A guy could go broke trying...
But WGS and Eminence spkrs are running 70-80 bucks, you can't really go wrong.

I put a Texas Heat in my Princeton Reverb rebuild, and I love it. 150 watt speaker in a 15 watt combo...


----------



## DirtySteve

Yeah I meant like someplace that has everything and you can take your amp in and try them all out until you find the right one, you know?...I was fantasizing, lol. 

I'm really curious about the Eminence speakers, especially the Redcoat series so I'm really hoping to hear from Marty.


----------



## Ricochet

Stringjunkie said:


> It's still not enough for a 40w amp though.

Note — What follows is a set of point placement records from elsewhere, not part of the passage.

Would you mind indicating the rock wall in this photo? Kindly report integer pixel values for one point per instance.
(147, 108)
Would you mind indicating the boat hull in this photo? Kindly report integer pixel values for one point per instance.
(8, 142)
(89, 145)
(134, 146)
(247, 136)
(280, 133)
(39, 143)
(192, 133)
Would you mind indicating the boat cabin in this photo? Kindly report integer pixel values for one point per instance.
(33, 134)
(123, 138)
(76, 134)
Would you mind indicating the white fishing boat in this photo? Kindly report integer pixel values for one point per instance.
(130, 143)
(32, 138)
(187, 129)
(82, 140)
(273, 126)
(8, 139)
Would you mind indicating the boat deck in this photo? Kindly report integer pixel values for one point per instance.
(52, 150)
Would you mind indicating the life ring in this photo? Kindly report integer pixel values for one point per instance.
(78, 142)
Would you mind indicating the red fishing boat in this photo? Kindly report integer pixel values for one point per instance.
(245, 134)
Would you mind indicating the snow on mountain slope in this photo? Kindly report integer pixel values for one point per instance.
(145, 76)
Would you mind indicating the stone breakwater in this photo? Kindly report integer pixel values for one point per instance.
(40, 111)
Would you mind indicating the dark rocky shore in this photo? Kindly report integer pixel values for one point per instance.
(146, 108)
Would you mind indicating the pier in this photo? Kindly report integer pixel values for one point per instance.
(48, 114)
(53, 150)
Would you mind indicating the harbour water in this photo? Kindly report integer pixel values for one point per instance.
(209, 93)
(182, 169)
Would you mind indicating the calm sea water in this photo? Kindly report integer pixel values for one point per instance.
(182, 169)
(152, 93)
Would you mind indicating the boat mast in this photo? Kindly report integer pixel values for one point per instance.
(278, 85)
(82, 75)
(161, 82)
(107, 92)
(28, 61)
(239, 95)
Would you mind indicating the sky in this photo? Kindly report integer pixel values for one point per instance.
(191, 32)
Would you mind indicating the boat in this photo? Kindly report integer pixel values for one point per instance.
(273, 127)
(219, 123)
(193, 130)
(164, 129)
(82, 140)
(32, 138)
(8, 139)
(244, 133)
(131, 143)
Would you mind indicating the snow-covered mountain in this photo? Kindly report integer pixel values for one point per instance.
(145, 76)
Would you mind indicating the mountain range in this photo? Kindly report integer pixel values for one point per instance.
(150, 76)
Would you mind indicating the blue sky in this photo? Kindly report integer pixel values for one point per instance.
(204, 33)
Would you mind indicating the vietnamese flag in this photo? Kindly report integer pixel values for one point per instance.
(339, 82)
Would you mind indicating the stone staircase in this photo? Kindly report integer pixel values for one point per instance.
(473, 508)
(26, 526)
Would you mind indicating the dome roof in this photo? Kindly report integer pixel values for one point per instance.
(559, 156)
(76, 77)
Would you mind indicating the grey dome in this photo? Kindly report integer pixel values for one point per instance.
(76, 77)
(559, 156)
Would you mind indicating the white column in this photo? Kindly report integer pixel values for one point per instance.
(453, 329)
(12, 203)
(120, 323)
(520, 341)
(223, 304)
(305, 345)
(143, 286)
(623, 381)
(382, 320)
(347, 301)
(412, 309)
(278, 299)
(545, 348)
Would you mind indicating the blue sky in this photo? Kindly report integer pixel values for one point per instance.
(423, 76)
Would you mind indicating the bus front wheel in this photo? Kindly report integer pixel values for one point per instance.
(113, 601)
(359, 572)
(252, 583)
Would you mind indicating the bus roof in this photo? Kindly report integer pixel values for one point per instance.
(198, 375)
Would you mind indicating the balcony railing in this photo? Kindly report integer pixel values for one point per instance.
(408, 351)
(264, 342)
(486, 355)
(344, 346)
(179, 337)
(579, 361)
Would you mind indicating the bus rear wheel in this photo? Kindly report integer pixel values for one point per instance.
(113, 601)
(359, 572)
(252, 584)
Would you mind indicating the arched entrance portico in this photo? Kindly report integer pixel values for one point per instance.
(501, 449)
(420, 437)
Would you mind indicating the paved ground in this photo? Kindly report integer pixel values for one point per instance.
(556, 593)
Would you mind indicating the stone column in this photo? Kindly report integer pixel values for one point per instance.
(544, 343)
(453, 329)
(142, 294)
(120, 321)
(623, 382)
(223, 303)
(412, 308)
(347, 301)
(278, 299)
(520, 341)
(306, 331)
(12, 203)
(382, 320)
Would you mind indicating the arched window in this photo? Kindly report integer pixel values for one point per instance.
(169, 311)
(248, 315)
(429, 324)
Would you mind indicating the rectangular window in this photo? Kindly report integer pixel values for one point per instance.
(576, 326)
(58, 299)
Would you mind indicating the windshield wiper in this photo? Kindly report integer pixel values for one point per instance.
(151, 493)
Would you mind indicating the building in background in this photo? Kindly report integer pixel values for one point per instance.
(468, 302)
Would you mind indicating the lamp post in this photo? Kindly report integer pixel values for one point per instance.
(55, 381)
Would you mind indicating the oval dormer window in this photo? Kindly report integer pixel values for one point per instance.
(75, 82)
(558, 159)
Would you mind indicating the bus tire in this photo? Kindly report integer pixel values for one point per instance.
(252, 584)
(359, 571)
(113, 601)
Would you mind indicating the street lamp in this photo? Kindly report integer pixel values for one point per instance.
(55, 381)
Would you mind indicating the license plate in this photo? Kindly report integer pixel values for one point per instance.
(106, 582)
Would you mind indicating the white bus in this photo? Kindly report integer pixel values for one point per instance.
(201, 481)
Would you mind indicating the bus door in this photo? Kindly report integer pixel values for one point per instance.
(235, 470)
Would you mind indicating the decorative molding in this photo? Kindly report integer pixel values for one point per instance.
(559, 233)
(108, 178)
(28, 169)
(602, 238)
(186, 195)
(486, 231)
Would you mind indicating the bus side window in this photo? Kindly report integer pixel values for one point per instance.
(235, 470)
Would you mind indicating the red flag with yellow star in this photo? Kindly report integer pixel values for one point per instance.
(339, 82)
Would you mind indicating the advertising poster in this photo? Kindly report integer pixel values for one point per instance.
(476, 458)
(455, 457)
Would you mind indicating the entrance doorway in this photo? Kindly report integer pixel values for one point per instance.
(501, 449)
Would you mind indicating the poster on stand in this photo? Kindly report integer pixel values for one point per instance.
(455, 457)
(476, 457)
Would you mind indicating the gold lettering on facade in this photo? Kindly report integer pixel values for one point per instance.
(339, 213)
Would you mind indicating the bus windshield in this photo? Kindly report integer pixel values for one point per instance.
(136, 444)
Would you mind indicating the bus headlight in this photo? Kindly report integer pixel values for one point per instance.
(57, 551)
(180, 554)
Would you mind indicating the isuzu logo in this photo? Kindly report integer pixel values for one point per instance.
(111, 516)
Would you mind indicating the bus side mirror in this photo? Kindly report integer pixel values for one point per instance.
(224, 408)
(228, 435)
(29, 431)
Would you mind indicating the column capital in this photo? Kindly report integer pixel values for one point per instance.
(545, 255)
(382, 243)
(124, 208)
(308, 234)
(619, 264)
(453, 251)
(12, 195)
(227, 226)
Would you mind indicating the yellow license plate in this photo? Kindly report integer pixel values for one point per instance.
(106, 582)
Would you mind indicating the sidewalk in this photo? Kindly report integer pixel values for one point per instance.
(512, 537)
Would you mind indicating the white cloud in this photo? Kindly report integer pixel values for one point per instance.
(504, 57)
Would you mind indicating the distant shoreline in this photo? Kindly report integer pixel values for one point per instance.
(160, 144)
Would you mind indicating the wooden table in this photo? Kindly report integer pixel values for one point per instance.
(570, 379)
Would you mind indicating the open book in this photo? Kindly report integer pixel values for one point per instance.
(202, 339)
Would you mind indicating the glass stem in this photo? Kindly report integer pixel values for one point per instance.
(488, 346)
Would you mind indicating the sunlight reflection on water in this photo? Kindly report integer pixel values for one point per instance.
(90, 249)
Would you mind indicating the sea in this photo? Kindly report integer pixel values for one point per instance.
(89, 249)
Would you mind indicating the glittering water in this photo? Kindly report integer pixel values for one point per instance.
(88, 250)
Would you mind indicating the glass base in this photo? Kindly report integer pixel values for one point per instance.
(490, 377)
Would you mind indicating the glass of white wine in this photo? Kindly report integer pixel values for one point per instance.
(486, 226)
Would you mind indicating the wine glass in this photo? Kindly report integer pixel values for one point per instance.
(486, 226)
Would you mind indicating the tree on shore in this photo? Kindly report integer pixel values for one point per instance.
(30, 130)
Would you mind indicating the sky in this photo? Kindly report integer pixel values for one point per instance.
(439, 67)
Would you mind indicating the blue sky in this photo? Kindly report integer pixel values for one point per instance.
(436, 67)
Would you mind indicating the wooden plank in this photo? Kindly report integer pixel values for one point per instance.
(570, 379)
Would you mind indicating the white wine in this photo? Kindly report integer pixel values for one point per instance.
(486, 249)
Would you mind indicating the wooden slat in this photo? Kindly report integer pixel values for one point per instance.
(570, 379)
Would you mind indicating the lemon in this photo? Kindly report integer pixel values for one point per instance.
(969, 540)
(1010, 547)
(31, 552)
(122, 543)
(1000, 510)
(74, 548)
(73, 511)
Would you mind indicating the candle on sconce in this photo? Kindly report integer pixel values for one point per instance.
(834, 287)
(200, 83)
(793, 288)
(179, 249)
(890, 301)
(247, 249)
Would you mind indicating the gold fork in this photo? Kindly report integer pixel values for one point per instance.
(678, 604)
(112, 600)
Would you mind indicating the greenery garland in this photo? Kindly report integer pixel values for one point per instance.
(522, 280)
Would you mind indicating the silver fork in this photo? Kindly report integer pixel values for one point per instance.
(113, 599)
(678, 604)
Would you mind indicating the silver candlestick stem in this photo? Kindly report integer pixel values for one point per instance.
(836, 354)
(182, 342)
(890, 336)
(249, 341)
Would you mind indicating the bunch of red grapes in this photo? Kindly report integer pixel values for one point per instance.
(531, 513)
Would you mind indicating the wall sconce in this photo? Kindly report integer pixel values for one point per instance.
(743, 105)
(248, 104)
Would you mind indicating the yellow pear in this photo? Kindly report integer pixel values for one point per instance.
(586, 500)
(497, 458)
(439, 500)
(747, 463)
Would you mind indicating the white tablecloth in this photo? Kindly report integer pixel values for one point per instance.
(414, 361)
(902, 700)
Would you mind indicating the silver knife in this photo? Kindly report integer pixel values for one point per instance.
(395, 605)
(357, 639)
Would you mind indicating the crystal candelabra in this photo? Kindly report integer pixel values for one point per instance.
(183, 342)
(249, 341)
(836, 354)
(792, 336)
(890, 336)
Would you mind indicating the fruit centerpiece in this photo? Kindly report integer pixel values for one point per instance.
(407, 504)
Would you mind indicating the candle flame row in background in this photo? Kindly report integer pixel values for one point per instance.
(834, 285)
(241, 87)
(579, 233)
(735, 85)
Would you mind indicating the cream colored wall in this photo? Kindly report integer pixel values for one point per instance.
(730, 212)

Is it? Unless he dimes it hours on end, I'd say even the 30W is safe.


----------



## DirtySteve

I just talked to my friend that I sold my Vet 30 to and He's going to let me borrow it back from him and give it a test run.


----------



## JohnH

It might be worth testing what a beam blocker could do. I find them helpful. You can start by hanging a cardboard disk about 6" diameter in front. No risk to try it!
And play with those resonance and presence knobs (im envious of those)

J


----------



## DirtySteve

JohnH said:


> It might be worth testing what a beam blocker could do. I find them helpful. You can start by hanging a cardboard disk about 6" diameter in front. No risk to try it!
> And play with those resonance and presence knobs (im envious of those)
> 
> J



I hadn't even thought of that, thanks. I completely forgot that I've had to do that before and it really helps. Way back when I read a lot about different ways to do it, but it's been so long it completely slipped my mind. You just might be on to something.


----------



## mickeydg5

I was wondering the same. How are the gain, volume, tone controls, presence and resonance set?
That is a nice avatar.


----------



## Stringjunkie

I have a Reaper and a Retro 30 in 1x12 closed cabs. I just don't see the brightness issue you guys are talking about. I have not played a Vet 30, so I can't compare. 
I'm also using my Orange, which is a bit of a dark amp, and my JCM1. Maybe the JCM1 just isn't bright? Maybe I'm tone deaf (possible).


----------



## DirtySteve

mickeydg5 said:


> I was wondering the same. How are the gain, volume, tone controls, presence and resonance set?
> That is a nice avatar.



Treb 3, mids 6, bass 4, pres 2, res 3, but I'm very much still experimenting. Those were my settings last night at low volume. I've been rolling NOS pres as well so those setting are with the tubes I have in it now. They changed every time the preamp line up did, but I'm set with whats in there now for a while.


----------



## DirtySteve

Stringjunkie said:


> I have a Reaper and a Retro 30 in 1x12 closed cabs. I just don't see the brightness issue you guys are talking about. I have not played a Vet 30, so I can't compare.
> I'm also using my Orange, which is a bit of a dark amp, and my JCM1. Maybe the JCM1 just isn't bright? Maybe I'm tone deaf (possible).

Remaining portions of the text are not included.